Inspired by Ritchie and programmer Randy Pfeifer’s work on Flash (1979), Jarvis developed the software and sound for Ritchie’s state-of-the-art pinball machine, Firepower (1980), which sold more than 17,000 units. Firepower’s explosive, science fiction-inspired sound package provided the foundation of Williams’s video game and pinball sound throughout the 1980s. Jarvis also helped create some of the most popular pinball machines of that era, including Space Shuttle (1984), High Speed (1986), and F-14 Tomcat (1987).
Jarvis also challenged a generation of arcade goers with ever more sophisticated and difficult video games. In February 1980, with video game profits climbing and the pinball market shrinking, Williams executives asked Jarvis if he would create an original video game. He answered with Defender (1980), a game with sound and video effects—including digitized explosions and a mini-map at the top of the screen—unlike any other arcade video game at the time. The side-scrolling space shooter required players to rescue humanoid astronauts in one of the most difficult video games ever produced. Defender, as Mark Turmell, a former colleague of Jarvis’s, told the crowd at the D.I.C.E. Awards, “separated the men from the boys.” In other words, the game separated the first generation of hardcore gamers from casual players and proved that players were ready and willing to drop their quarters—more than $1.5 billion worth—into a complex and insanely difficult game.

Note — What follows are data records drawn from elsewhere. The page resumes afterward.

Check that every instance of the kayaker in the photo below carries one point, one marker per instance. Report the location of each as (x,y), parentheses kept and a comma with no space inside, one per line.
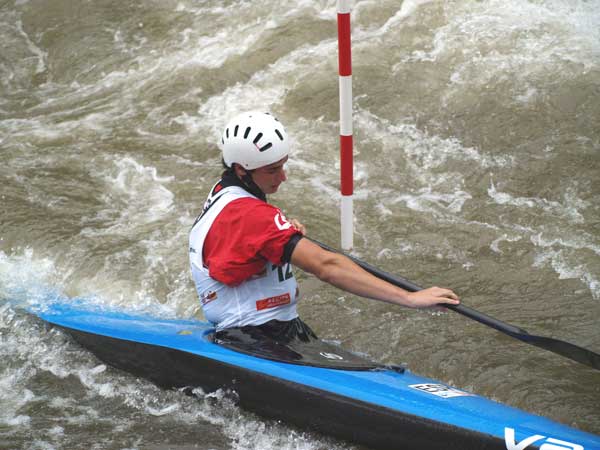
(242,248)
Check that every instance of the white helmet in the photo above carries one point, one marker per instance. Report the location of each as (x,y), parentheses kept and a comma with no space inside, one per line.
(254,140)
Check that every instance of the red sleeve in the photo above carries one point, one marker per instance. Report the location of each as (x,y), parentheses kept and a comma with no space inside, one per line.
(243,237)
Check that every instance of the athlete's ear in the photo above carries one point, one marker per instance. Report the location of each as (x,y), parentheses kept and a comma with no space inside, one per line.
(239,170)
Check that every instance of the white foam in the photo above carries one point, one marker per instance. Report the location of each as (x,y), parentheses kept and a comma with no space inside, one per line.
(495,245)
(136,196)
(568,210)
(492,41)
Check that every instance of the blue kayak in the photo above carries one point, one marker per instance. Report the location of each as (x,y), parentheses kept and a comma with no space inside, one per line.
(386,408)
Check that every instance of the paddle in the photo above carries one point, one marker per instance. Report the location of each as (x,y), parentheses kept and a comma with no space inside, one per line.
(566,349)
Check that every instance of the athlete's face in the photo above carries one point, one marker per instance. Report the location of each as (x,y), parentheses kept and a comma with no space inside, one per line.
(268,178)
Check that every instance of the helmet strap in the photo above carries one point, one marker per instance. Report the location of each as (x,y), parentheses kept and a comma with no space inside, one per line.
(248,184)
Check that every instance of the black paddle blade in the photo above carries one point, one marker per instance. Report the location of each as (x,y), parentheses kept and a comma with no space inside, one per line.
(566,349)
(563,348)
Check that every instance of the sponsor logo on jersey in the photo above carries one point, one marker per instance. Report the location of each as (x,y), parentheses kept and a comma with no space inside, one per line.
(208,297)
(273,302)
(281,222)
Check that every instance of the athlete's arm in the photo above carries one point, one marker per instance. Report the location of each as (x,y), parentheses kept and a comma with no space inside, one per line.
(343,273)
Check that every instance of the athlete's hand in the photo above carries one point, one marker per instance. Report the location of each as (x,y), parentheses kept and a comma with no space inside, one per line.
(298,226)
(432,297)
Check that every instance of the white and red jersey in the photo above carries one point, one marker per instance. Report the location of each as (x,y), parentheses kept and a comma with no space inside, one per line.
(236,249)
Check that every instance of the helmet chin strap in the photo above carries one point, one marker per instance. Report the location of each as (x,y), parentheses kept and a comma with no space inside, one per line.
(252,187)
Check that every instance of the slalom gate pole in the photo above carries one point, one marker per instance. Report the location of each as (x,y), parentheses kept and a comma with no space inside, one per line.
(346,146)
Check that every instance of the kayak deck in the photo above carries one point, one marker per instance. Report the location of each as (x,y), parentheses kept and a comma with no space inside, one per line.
(379,408)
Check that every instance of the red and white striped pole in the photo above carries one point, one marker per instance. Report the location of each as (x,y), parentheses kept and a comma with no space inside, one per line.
(346,159)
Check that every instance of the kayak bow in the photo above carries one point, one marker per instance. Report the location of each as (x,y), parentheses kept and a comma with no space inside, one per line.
(380,408)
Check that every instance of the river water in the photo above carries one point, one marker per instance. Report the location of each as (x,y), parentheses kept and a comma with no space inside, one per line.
(477,160)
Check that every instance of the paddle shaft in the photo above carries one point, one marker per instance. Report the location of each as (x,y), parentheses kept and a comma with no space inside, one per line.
(562,348)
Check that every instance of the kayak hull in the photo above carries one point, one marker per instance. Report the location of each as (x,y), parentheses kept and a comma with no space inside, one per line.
(384,409)
(276,398)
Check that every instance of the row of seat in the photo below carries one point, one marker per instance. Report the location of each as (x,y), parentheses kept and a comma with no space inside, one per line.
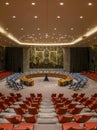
(4,74)
(79,82)
(72,121)
(91,102)
(89,74)
(6,102)
(12,81)
(20,126)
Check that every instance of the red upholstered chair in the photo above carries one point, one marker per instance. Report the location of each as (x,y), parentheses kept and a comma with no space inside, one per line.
(39,95)
(14,119)
(75,110)
(60,95)
(32,95)
(19,95)
(58,105)
(35,105)
(33,110)
(82,118)
(6,126)
(0,110)
(3,105)
(30,118)
(65,118)
(19,110)
(75,95)
(27,102)
(23,105)
(77,128)
(66,126)
(61,110)
(53,95)
(91,125)
(25,126)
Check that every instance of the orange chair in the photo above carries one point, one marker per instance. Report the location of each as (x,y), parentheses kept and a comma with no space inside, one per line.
(58,105)
(91,125)
(77,128)
(61,110)
(27,102)
(23,105)
(19,95)
(0,110)
(33,110)
(53,95)
(75,110)
(75,95)
(82,118)
(3,105)
(39,95)
(30,118)
(65,118)
(60,95)
(32,95)
(14,119)
(24,126)
(6,126)
(67,125)
(19,110)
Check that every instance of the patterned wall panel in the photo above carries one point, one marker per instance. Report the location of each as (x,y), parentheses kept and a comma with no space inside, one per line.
(46,57)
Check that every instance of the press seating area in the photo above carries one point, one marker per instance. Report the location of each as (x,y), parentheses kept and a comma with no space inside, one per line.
(12,81)
(26,111)
(79,82)
(4,74)
(70,113)
(89,74)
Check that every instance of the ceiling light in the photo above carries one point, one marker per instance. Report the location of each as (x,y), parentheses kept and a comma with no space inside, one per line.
(38,28)
(6,28)
(7,3)
(71,28)
(58,17)
(14,17)
(35,17)
(81,17)
(61,3)
(22,28)
(89,3)
(33,3)
(55,29)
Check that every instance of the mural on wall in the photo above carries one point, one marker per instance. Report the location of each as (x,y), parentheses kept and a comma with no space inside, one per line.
(93,59)
(46,57)
(2,57)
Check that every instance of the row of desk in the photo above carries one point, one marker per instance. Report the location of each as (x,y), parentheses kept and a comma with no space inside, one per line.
(28,79)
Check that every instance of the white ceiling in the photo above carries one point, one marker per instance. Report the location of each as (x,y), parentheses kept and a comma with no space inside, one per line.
(47,28)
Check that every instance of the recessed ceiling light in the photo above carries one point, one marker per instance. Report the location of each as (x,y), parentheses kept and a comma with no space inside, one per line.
(6,28)
(38,28)
(61,3)
(14,17)
(71,28)
(58,17)
(81,17)
(33,3)
(7,3)
(22,28)
(89,3)
(36,17)
(55,29)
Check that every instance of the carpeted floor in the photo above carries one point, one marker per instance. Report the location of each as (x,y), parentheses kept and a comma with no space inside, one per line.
(47,118)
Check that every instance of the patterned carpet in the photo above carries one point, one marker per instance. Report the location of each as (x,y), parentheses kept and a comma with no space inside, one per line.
(47,118)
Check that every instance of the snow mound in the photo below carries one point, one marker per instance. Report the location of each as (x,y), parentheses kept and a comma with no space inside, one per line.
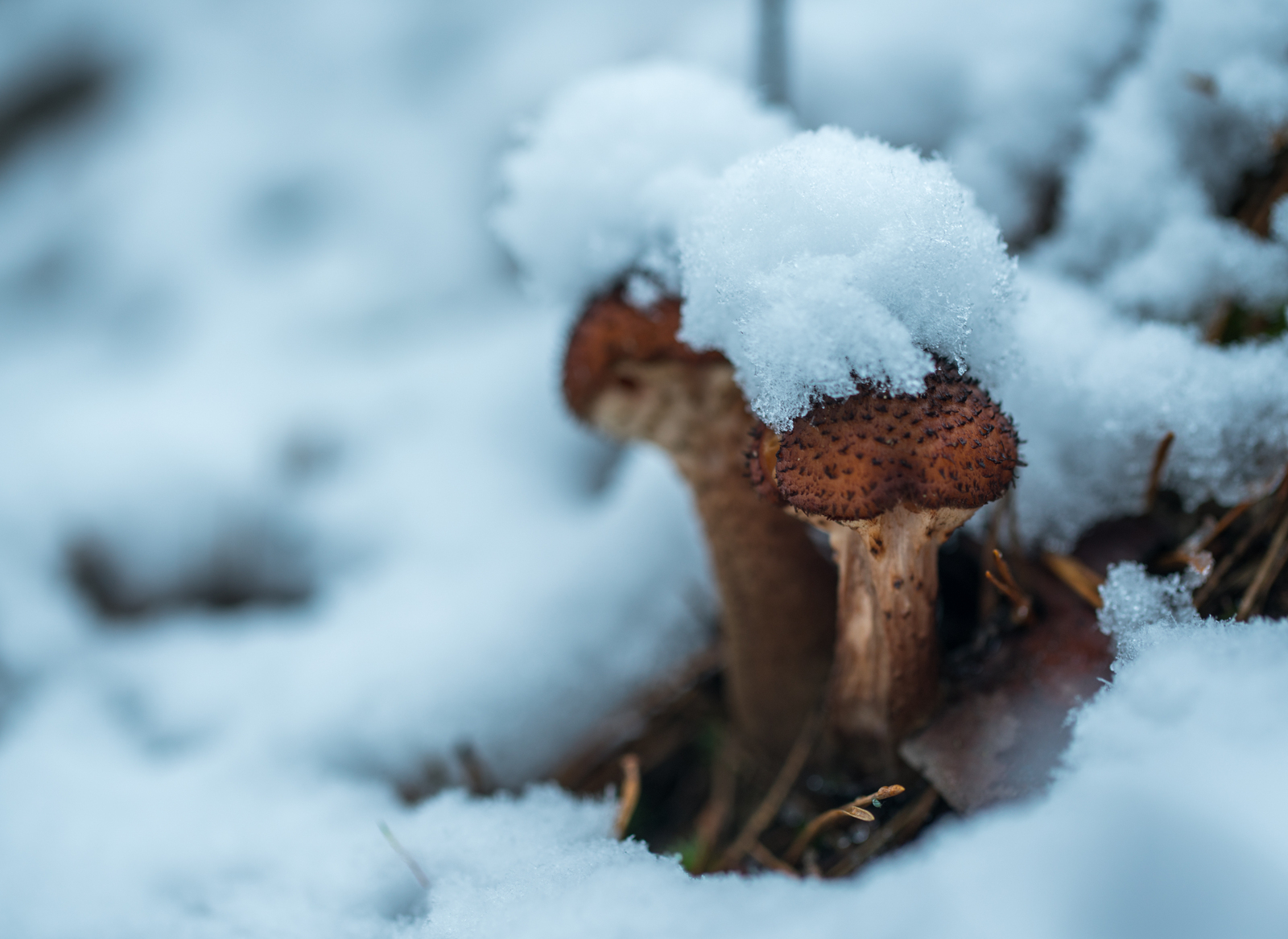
(602,179)
(1092,393)
(831,261)
(1167,154)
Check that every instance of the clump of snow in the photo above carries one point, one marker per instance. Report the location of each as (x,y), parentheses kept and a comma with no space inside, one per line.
(1165,158)
(831,261)
(1092,393)
(1140,611)
(602,180)
(998,88)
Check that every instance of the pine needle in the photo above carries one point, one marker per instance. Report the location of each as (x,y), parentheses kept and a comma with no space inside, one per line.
(630,795)
(773,800)
(1156,472)
(1077,576)
(406,855)
(828,818)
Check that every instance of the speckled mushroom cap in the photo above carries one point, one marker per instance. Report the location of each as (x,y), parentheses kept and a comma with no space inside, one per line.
(858,458)
(612,330)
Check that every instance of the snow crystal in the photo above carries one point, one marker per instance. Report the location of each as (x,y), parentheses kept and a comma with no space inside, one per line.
(1140,609)
(1165,156)
(831,261)
(603,178)
(1092,394)
(998,88)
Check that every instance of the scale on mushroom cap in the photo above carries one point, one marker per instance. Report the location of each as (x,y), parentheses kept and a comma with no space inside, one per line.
(853,285)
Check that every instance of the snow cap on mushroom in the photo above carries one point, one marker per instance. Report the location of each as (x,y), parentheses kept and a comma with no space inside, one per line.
(948,448)
(831,262)
(599,183)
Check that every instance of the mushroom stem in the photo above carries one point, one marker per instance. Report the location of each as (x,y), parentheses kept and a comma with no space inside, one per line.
(777,590)
(886,679)
(628,375)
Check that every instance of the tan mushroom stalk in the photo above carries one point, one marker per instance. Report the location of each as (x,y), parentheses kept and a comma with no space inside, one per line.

Jarvis followed Defender with other challenging arcade classics such as the dual joystick shooter Robotron: 2084 (1982), the satirical shoot ’em up Smash TV (1990), and the exhilarating Cruis’n driving series (1994-1999). Today, Jarvis is President of Raw Thrills, where he still makes unique coin-operated games such as the War on Terror-themed first-person shooter Target: Terror (2004) and the new superhero vehicular combat game Batman (2013).
ICHEG congratulates Jarvis on his Pioneer Award and we will honor him with a game of Robotron: 2084 in The Stong’s eGameRevolution exhibit.
What’s your favorite Eugene Jarvis game?